You can install it manually. Just do

<script src='threex.videotexture.js'></script>

You can install with bower.

bower install threex.videotexture

then you add that in your html

<script src="bower_components/threex.videotexture/threex.videotexture.js"></script>

How To Use it

threex.videotexture.js

First you instanciate the texture itself

// create the videoTexture
var videoTexture= new THREEx.VideoTexture('videos/sintel.ogv')
updateFcts.push(function(delta, now){
	// to update the texture are every frame
	videoTexture.update(delta, now)
})

Then you use it in a mesh like this.

// use the texture in a THREE.Mesh
var geometry	= new THREE.CubeGeometry(1,1,1);
var material	= new THREE.MeshBasicMaterial({
	map	: videoTexture.texture
});
var mesh	= new THREE.Mesh( geometry, material );
scene.add( mesh );

Here is the detailled API:

  • videoTexture.video: the video dom element from which the video is used
  • videoTexture.texture: the generated THREE.Texture
  • videoTexture.update(delta, now): update the texture from the video element
  • videoTexture.destroy(): destroy the object

threex.webcamtexture.js

It will read the webcam using getUserMedia.

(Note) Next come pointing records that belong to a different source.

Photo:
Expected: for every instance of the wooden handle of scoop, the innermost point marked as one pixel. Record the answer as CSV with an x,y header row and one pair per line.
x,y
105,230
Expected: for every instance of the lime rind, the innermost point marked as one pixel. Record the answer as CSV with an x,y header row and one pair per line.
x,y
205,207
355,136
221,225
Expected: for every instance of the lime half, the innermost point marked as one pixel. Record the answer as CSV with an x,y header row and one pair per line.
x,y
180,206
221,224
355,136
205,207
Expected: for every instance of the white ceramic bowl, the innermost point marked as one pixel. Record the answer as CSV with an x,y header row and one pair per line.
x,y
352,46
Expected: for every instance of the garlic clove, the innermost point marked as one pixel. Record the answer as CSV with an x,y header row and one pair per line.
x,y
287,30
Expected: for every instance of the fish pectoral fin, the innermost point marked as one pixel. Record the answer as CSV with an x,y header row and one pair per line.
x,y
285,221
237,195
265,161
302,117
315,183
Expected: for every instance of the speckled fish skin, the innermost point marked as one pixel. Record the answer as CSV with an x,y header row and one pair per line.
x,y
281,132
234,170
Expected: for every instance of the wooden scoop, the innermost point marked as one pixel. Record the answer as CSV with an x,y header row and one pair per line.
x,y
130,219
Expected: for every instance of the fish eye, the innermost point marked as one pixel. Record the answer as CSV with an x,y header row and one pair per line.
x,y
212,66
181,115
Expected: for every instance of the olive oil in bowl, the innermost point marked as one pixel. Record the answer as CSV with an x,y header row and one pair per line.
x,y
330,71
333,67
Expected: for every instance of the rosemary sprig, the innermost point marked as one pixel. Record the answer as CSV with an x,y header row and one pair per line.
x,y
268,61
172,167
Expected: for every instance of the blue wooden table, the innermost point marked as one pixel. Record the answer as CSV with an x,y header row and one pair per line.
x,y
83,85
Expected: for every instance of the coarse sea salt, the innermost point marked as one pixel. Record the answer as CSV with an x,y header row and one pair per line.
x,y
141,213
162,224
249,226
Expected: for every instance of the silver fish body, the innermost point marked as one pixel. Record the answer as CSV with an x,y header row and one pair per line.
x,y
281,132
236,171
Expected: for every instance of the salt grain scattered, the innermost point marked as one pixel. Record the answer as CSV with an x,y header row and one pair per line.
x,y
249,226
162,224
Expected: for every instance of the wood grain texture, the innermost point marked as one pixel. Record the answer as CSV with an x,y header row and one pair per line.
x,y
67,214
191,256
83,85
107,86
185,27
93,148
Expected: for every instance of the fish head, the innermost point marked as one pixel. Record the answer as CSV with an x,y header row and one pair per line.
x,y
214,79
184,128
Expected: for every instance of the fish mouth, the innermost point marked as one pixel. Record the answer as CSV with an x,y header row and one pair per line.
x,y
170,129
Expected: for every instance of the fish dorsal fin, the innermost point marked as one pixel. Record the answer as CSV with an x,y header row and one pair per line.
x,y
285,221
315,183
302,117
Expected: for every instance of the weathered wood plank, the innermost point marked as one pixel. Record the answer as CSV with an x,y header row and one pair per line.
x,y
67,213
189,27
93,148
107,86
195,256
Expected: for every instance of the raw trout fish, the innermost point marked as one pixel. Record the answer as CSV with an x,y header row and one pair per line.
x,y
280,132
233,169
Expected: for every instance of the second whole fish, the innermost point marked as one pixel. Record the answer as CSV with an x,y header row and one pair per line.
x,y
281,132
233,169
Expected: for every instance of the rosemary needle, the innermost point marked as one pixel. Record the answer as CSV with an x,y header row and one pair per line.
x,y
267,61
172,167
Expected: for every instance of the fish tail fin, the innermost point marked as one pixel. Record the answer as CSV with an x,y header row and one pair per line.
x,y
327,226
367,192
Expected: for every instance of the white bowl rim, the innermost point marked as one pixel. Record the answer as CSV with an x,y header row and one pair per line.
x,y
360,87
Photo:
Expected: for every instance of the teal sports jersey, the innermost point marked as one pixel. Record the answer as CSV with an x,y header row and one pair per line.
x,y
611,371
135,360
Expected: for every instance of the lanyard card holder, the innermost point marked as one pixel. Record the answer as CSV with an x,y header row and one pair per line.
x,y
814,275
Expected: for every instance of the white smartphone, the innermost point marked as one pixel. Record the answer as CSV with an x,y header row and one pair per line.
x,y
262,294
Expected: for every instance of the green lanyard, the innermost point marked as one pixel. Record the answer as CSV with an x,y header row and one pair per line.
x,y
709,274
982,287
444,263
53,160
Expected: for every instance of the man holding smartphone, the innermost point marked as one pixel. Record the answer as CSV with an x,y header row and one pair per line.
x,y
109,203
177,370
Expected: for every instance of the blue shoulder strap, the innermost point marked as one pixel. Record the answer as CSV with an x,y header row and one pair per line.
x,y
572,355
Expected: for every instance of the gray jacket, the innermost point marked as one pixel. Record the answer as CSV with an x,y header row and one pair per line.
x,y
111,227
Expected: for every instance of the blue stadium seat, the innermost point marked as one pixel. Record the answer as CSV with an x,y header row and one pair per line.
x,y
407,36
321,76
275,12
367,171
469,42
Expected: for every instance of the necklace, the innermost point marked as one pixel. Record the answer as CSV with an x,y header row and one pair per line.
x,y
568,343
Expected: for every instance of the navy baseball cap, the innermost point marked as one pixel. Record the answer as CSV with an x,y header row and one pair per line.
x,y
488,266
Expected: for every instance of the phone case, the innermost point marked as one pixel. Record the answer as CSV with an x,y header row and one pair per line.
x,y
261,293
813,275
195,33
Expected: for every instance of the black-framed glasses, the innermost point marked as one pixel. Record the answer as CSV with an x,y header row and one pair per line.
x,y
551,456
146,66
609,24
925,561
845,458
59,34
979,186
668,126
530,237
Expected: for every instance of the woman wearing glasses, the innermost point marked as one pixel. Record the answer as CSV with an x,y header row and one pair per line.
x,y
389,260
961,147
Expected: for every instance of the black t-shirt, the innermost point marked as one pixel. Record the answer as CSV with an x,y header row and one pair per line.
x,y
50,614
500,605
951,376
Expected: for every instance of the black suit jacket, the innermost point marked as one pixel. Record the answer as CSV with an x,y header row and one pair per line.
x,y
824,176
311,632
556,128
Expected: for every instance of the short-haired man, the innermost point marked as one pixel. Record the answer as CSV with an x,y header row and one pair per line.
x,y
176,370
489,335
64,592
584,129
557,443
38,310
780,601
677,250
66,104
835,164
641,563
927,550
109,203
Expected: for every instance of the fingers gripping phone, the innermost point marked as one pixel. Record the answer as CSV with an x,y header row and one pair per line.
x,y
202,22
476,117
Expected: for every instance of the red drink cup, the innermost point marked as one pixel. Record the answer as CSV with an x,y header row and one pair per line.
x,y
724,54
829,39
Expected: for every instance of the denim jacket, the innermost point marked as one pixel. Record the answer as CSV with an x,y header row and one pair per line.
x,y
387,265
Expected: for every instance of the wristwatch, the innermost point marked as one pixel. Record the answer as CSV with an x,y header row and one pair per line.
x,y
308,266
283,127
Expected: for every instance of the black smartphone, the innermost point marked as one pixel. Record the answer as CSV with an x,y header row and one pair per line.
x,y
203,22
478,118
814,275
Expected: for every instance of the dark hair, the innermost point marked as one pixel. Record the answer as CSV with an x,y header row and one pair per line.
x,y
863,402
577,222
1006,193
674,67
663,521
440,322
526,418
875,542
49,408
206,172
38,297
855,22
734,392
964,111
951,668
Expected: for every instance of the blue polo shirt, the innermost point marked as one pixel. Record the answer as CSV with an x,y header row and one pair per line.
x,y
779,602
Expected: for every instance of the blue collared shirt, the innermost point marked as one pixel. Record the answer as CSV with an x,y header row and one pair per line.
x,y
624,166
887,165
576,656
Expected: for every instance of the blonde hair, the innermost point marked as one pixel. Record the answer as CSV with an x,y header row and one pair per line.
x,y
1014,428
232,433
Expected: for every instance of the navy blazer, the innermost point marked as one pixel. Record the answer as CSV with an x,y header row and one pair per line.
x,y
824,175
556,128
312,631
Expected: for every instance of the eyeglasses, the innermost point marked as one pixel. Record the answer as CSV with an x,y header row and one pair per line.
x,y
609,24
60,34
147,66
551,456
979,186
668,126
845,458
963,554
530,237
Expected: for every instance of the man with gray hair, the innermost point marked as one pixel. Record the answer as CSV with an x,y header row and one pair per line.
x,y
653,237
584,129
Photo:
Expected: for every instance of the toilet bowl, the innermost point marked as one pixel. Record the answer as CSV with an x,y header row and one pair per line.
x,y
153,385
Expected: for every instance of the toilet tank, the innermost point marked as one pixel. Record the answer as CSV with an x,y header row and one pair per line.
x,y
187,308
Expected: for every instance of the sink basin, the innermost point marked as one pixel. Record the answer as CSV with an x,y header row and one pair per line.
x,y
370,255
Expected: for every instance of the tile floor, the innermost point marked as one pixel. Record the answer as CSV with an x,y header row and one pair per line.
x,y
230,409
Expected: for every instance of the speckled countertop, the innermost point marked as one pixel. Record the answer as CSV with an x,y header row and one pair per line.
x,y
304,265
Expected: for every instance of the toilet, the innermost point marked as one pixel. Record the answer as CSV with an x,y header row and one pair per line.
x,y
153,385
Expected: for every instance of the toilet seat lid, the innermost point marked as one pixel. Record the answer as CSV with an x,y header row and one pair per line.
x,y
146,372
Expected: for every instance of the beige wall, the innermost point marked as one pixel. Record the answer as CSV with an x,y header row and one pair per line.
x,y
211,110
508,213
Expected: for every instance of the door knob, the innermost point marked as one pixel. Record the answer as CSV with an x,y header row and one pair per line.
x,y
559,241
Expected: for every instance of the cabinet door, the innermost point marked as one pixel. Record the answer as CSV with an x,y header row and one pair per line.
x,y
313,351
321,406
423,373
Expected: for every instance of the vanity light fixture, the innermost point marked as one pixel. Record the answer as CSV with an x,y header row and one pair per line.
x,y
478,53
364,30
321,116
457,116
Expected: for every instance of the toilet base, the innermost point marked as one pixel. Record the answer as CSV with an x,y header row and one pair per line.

The browser will likely ask for permissions to the users. Let's see how to use it. You instanciate the texture itself.

var webcamTexture	= new THREEx.WebcamTexture()
updateFcts.push(function(delta, now){
	// to update the texture are every frame
	webcamTexture.update(delta, now)
})

Then you use it in a mesh

// use the texture in a THREE.Mesh
var geometry	= new THREE.CubeGeometry(1,1,1);
var material	= new THREE.MeshBasicMaterial({
	map	: videoTexture.texture
});
var mesh	= new THREE.Mesh( geometry, material );
scene.add( mesh );

Here is the detailled API:

  • videoTexture.video: the video dom element from which the video is used
  • videoTexture.texture: the generated THREE.Texture
  • videoTexture.update(delta, now): update the texture from the video element
  • videoTexture.destroy(): destroy the object
  • THREEx.WebcamTexture.available: true if getUserMedia is available on this browser, false otherwise.